26 setembro 2007

Pensamentos bloqueados

Já há muito que queria fazer isto. Falta de coragem, de motivação, de inspiração. Há algo em mim que existe e ao mesmo tempo se esconde. Desde pequenina que sinto necessidade de captar os momentos como se fosse uma máquina fotográfica. Preciso de um papel para me exprimir, mas no momento é díficil deixar transparecer todas as emoções que senti num momento. Tenho o privilégio de poder sentir tudo excessivamente. Não sei se deva comparar com uma explosão de cores ou de cheiros, das duas uma. Uma harmonia, um preto ou um perfume, não importa. Antes de escrever desenhava. Sempre mulheres. Nada de ambientes, paisagens. Sempre o corpo humano feminino. Penso agora que seja porque queria que dele pudesse exprimir sensações. Gostava de dar algum movimento aos corpos. Roupas justas ou largas e leves. Nunca gostei de desenhar um corpo de frente a olhar para mim. Estava sempre distraído, natural, como se eu passasse por lá e sentisse que devia tirar uma foto aquela mulher. E tentei desenhá-la anos a fio. Mas nenhuma ficou perfeita. Depois descobri a escrita. Usei-a de forma despreocupada durante a minha infância, porém sempre com o desejo de que transmitisse sentimentos. Uns versos em dias de festejo, umas linhas diarísticas muito precisas, letras diferentes em cada dia. Sempre à busca de uma perfeição, há busca de uma expressão de mim.

Leio agora o que escrevi na minha adolescência e rio. Espero que sintais o mesmo que eu ao ler isto: " Fui paixão de muitos amantes, / calor de muitas brasas. / No meu coração errante,/ ninguém prende as minhas asas."

Atenção, não sou humilhada sem humilhar... Já agora, na leitura insaciavel dos meus diários fui dando de encontro com cartas. Cartas ridículas e infantis como a minha quadra. Por exemplo: "És daquelas pessoas , poucas neste mundo, que merece que tudo de bom lhes aconteça." Erros sintácticos à parte, há uma questão de semântica importante. A escrita deveria ser eterna, neste caso durou pouco o sentimento... Se bem que agora a frase ganhou muito mais sentido do que na altura:) E quem já não recebeu cartas com frases assim: " dizer que te amo, para mim é pouco, porque o que sinto é muito mais do que isso, o que sinto é algo de divino...". Melhor, frases de quem me insultou os piores nomes até hoje ouvidos: " Quero que saibas que te respeito muito, mesmo muito." Ou esta de quem me disse que tudo o que passou comigo não passou de uma aventura igual a muitas outras: "Contigo estou a passar um dos melhores momentos da minha vida. Um momento que me ficará gravado na memória". Pois...nota-se:)

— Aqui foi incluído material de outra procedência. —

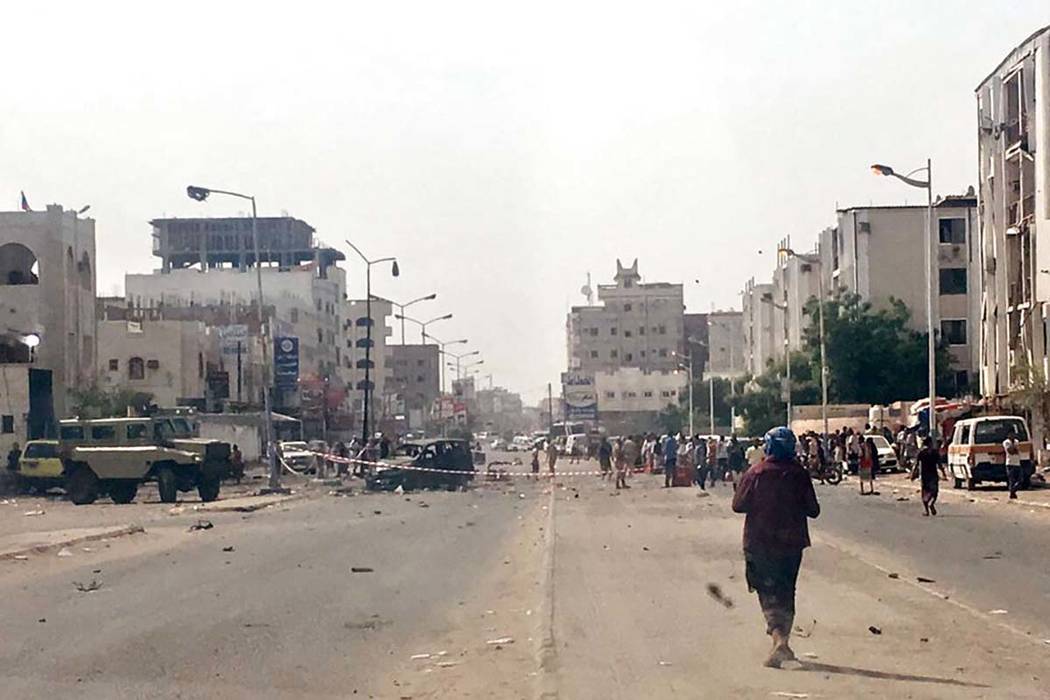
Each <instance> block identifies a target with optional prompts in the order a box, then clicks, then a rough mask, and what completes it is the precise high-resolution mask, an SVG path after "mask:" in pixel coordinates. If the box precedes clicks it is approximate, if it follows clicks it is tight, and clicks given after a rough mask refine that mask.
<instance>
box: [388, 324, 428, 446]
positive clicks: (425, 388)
mask: <svg viewBox="0 0 1050 700" xmlns="http://www.w3.org/2000/svg"><path fill="white" fill-rule="evenodd" d="M440 388H441V364H440V358H439V353H438V345H436V344H433V343H429V344H418V343H417V344H407V345H387V347H386V377H385V396H387V397H391V399H390V400H391V401H393V402H394V405H396V406H397V407H398V412H400V413H402V415H404V416H405V417H406V421H407V427H408V428H411V429H413V430H415V429H418V428H422V427H423V426H425V425H426V422H427V421H428V420H429V418H430V408H432V407H433V406H434V402H435V400H437V398H438V395H439V394H440Z"/></svg>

Muitas cartas já deitei ao lixo, mas são todas iguais. Todas dizem esses sentimentos que as pessoas pretendem definir e que ao fim de contas chama-se ilusão.

Quantas vezes vou na rua e apetece-me gravar o momento. Momentos interessantes como as expressões das pessoas na fila da segurança social, pessoas no metro, funcionários do tribunal, o homem do talho, a sobrinha solteirona do homem mais rico de vila do conde. Uma fotografia apanha a pessoa e apaga o momento. Tempo passa por mim. Essas pessoas estão a sentir agora e eu a sentir com elas. Sinto por elas. O homem do talho a almoçar peixe a saber a porco, a funcionária do tribunal de cabelos grisalhos e loucos a cantar uma melodia que só ela conhece, pessoas no metro a pensar em pessoas no metro, a solteirona a pensar em sexo que nunca teve. Sou ou não a pessoa mais cuscuvilheira de vila do conde? O estranho é a minha paranóia com todos me conhecerem e eu não querer conhecer ninguém. Acho que quero sair daqui. Quem serei eu? A mãe solteira desempregada? Em que estarei a pensar aos olhos das outras pessoas? Não me importa o que elas pensem acerca de mim. Tudo me parece mais negativo do que realmente é. Devo ser um "frango tipo leitão":)

Desemprego

Setembro a acabar e a minha vida ainda não começou. Sinto-me embrião. Dias mais aconchegados que outros. Já tive mais vontade de nascer, agora não tenho pressa. Cada dia de sua vez. Hei de ser alguém um dia. Trabalhei muito tempo até chegar a embrião, daqui ou vida ou morte. A probabilidade de morrer é ínfima e só com alguns pozinhos de surpresas. Sinto-me enrolada no meu próprio cordão umbilical... Ando as voltas e ainda não descobri se estou a enforcar-me mais ou a desenvencilhar. Seja como for, cada volta uma descoberta. É aproveitar o nada.